Пресытившись сверх всякой положительной меры видениями этих картинок, вдевшись в свой залоснившийся черный махровый наряд, я взялся бродить по ночной квартире, включив непонятно для какой цели люстры, торшеры, бра, настольную лампу, врубил мертвомолчащий со дня развода телевизор.

В ирреально праздничном телеокаеме мелькали цветные прожектора, мини-юбки и лосины из церковно-славянской парчи на девочках из кордебалета, юнец-певец, затянутый во все черное лакированное, с пристегнутыми африканскими косичками-кудельками, рвущий в немом (звук я убрал) рыбьем вывороте тренированную пасть, с белоснежными искусственными мостами. Я же с деловитостью зомбированного идиота обратился взглядом к припыленным книжным полкам, не притрагиваясь ни к одной, не помышляя, что мне взбредет в голову присоседиться посреди ночи к малознакомому или, напротив, нежно любимому автору.

И вновь, скорее машинально, чем осознанно, выудил из плотных почтенных рядов давно прочитанных мною книг один-единственный толстенный том с новеллами и эссе давнишнего моего знакомца, умницы и тончайшего изысканного знатока перевернутой человеческой души, господина Акутагавы.

И остаток моей бредовой ночи я провел в обществе этого пленительного японского эстета. Именно эта ночь по-настоящему сблизила нас, сблизила наши мятущиеся души.

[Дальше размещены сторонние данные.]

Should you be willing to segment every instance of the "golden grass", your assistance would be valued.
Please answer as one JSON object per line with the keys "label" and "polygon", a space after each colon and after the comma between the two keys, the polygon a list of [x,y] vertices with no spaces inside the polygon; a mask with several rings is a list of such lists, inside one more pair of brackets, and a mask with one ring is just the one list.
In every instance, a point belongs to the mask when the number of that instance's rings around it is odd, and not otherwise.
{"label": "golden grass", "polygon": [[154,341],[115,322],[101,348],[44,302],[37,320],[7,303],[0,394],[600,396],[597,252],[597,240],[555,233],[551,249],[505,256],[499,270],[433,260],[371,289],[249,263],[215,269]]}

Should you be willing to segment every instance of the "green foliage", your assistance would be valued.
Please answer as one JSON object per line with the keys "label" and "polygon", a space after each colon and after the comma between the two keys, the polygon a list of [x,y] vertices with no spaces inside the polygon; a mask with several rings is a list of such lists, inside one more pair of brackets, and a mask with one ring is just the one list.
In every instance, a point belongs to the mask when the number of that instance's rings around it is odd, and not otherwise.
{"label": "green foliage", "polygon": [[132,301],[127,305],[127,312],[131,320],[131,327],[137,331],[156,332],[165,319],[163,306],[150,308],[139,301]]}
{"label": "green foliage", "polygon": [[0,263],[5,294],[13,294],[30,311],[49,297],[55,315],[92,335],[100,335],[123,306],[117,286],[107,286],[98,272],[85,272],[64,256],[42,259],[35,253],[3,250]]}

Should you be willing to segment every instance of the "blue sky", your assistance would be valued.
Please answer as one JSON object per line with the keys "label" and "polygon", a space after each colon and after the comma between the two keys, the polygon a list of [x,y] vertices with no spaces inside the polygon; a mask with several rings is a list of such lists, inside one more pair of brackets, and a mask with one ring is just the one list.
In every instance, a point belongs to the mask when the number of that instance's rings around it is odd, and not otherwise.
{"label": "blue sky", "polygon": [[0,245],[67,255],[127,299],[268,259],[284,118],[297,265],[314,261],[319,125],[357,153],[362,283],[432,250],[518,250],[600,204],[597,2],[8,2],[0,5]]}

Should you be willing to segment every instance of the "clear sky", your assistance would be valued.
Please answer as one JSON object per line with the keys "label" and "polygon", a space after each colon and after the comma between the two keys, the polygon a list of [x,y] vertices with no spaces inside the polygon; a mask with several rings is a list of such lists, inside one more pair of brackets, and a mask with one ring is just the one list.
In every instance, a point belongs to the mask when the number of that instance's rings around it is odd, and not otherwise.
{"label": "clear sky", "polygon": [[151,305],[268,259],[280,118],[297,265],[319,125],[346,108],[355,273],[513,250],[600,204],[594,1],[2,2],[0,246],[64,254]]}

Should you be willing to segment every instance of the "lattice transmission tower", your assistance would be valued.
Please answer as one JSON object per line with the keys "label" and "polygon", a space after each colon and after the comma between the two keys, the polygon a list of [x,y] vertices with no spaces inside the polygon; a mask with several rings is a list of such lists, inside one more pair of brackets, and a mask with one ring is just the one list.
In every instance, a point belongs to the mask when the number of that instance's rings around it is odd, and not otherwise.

Я чудесным образом обрел необыкновенного собеседника, с которым некогда, чуть ли не впопыхах, походя познакомился, интеллигентно улыбнулся ему, его странным, вернее, странно медлительным, горько ироничным речениям, рефлексиям порою совершенно же русским, чеховским, и распрощался, откланялся, несколько досадуя на свою терпеливую вежливость и понимая, что спешность моя все-таки не украсила мою биографию, биографию недалекого суетного московского сноба…

Я безумно устал, Затекли плечи, ныл затылок, да еще и бессонница разыгралась. А в тех редких случаях, когда мне удавалось заснуть, я часто видел сны. Кто-то когда-то сказал, что «цветные сны – свидетельство нездоровья». Сны же, которые я видел, – может быть, этому способствовала профессия художника, – как правило, были цветными… Этот сон тоже был явно цветным… Эта женщина похожа скорее на животное, чем на человека… я вдруг заметил, что у женщины набухли соски. Они напоминали два ростка капусты… меня странно тянуло к грудям женщины, к их отталкивающей прелести… Я не чувствовал угрызений совести от того, что душил женщину. Наоборот, скорее испытывал нечто близкое к удовлетворению, будто занимался обыденным делом. Женщина наконец совсем закрыла глаза и, казалось, тихо умерла… я сполоснул лицо и выпил две чашки крепкого чая… стало еще тоскливее.